HP’s Memristor: Now Slower and Less like Unobtainium
Back in May, I wrote about HP Labs’ development of the memristor, the fourth basic passive circuit element after the resistor, capacitor, and inductor. (See Move over Resistor, Capacitor, and Inductor: HP Labs Builds the Fourth Passive Circuit Element—the Memristor—in Nanoscale.) The memristor was predicted by UC Berkeley Professor Leon Chua based on mathematical symmetry arguments back in 1971. After existing only in theory for 37 years, HP Labs announced that they’d built one early this year. It seemed good to be true: very small devices built with nanoscale imprint technology and—best of all—“too fast to measure.” Great stuff for a memory. Literally Unobtainium. However, “too fast to measure” is now 50 nsec according to this article in EETimes.
The memristor’s memory mechanism seems to be based on the drift of oxygen impurity vacancies from one layer of titanium oxide to another. Without vacancies, titanium oxide is an insulator. With vacancies, it’s a semiconductor. So adding oxygen vacancies to pure titanium oxide causes it to start conducting current. A voltage bias across the layers induces the vacancy drift between layers.

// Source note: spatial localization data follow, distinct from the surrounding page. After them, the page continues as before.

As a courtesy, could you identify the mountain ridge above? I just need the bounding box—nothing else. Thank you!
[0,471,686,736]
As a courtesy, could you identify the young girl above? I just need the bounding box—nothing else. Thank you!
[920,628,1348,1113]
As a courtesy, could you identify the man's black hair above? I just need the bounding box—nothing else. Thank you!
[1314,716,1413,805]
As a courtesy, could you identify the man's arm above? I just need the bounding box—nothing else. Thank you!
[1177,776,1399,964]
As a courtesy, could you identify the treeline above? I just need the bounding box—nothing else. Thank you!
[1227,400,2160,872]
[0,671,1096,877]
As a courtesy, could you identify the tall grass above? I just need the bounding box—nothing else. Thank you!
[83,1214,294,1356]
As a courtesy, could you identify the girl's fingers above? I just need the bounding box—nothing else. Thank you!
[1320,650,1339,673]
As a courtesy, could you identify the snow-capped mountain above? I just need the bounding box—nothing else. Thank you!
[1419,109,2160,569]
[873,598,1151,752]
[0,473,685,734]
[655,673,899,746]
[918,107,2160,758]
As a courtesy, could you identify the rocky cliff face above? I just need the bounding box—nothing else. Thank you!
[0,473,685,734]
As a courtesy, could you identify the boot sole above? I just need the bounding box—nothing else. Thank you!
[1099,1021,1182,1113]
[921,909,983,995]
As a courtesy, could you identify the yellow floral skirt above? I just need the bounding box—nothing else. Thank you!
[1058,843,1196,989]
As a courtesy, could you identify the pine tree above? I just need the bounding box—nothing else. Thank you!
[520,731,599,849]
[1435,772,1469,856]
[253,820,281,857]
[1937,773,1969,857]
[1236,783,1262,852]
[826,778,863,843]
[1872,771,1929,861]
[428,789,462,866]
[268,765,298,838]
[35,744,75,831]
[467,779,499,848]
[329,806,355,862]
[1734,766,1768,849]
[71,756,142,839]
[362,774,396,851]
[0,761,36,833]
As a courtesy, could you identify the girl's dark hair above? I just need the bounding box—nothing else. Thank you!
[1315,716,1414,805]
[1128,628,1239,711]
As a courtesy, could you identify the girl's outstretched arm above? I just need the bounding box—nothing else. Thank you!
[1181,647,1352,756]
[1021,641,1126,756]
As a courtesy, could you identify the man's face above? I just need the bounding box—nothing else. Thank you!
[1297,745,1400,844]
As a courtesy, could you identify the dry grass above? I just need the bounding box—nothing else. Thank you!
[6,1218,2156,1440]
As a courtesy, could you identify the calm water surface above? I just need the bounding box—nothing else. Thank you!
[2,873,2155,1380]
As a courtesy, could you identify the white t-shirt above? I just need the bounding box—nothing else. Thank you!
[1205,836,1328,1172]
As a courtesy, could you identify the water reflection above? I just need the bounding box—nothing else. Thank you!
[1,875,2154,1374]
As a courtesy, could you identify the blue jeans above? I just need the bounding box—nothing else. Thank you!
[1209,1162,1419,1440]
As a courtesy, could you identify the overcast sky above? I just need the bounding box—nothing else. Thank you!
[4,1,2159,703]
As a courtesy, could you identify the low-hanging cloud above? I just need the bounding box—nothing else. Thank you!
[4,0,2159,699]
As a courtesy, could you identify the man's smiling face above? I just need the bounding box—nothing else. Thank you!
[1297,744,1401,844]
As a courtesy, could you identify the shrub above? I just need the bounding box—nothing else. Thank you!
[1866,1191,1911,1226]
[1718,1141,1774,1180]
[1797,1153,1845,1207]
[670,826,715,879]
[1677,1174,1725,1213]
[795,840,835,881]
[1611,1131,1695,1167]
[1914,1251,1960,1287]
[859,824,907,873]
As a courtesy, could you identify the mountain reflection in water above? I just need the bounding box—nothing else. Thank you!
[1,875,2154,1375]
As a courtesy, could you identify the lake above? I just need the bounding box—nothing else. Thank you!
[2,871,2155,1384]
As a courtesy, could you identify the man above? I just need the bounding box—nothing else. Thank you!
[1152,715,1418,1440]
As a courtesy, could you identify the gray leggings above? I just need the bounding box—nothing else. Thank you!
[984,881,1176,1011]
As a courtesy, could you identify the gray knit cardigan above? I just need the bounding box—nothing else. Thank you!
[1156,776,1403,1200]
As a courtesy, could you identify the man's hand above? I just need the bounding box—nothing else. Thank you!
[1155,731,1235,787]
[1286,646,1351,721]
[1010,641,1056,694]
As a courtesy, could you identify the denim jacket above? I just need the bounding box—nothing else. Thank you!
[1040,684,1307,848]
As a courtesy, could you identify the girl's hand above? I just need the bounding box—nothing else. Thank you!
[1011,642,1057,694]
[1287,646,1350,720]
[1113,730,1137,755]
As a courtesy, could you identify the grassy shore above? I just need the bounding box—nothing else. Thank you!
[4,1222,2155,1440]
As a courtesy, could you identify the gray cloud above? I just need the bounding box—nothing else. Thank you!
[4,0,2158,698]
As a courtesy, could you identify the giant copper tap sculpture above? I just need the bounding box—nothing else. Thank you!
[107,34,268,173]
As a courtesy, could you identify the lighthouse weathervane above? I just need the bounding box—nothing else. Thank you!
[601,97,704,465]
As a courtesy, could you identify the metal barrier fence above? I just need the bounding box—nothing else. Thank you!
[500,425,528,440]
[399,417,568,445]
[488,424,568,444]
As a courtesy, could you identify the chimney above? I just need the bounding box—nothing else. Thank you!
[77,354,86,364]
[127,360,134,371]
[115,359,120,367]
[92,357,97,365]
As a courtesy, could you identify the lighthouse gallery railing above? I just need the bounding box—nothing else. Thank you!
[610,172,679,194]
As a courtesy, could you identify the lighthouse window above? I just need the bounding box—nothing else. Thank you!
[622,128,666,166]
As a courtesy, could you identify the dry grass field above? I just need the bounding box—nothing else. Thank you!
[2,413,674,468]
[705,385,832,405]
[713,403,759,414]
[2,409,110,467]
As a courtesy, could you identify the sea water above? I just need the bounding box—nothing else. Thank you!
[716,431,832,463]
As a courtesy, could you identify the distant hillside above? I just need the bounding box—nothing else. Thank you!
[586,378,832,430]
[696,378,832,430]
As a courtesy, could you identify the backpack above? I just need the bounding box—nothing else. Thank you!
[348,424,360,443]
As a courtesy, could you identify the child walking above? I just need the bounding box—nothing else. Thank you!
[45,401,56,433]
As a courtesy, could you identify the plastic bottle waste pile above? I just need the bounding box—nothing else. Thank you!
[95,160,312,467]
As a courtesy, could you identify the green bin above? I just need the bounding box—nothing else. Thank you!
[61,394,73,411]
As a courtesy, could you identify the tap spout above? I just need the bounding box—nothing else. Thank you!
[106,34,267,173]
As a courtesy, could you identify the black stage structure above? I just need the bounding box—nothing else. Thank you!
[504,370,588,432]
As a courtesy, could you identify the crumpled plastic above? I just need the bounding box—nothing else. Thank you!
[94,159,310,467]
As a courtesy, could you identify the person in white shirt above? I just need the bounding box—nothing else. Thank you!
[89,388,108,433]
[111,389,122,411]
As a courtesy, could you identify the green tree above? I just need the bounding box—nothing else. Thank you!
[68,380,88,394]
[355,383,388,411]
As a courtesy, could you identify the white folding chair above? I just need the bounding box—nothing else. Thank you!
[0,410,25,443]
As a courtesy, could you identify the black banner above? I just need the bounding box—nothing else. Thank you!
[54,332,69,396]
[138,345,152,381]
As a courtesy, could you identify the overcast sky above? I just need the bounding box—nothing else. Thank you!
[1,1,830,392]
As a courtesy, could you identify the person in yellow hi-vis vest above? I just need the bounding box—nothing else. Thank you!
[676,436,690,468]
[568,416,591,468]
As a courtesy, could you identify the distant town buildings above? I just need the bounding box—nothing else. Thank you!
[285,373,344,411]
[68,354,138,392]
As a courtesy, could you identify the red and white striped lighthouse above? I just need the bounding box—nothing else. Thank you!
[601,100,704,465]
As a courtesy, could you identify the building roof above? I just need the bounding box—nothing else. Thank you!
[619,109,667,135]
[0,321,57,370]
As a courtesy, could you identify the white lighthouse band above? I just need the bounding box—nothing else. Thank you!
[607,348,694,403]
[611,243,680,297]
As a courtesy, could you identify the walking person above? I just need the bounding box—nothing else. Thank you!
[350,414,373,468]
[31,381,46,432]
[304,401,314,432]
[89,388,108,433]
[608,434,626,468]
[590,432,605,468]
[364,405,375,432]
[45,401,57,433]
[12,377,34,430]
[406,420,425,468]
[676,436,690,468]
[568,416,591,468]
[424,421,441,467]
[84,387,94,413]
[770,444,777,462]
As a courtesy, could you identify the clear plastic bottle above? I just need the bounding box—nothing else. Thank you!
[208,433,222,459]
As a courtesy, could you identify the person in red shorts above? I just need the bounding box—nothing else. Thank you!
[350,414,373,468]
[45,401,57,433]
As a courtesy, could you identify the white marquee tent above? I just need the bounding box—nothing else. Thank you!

Now the prototype memristor’s 50 nsec switching time is still pretty fast for a nonvolatile memory. It’s nowhere near fast enough to serve as RAM for today’s fastest on-chip microprocessor cores, which need access and write times measured in a very few nanoseconds, but 50 nsec is really, really fast compared to Flash EEPROM, which has read times measured in the hundreds of nanoseconds and write times measured in milliseconds. So it looks like memristors, should they prove manufacturable, could give on-chip Flash memory some real competition. And who knows? There might be ways to go faster.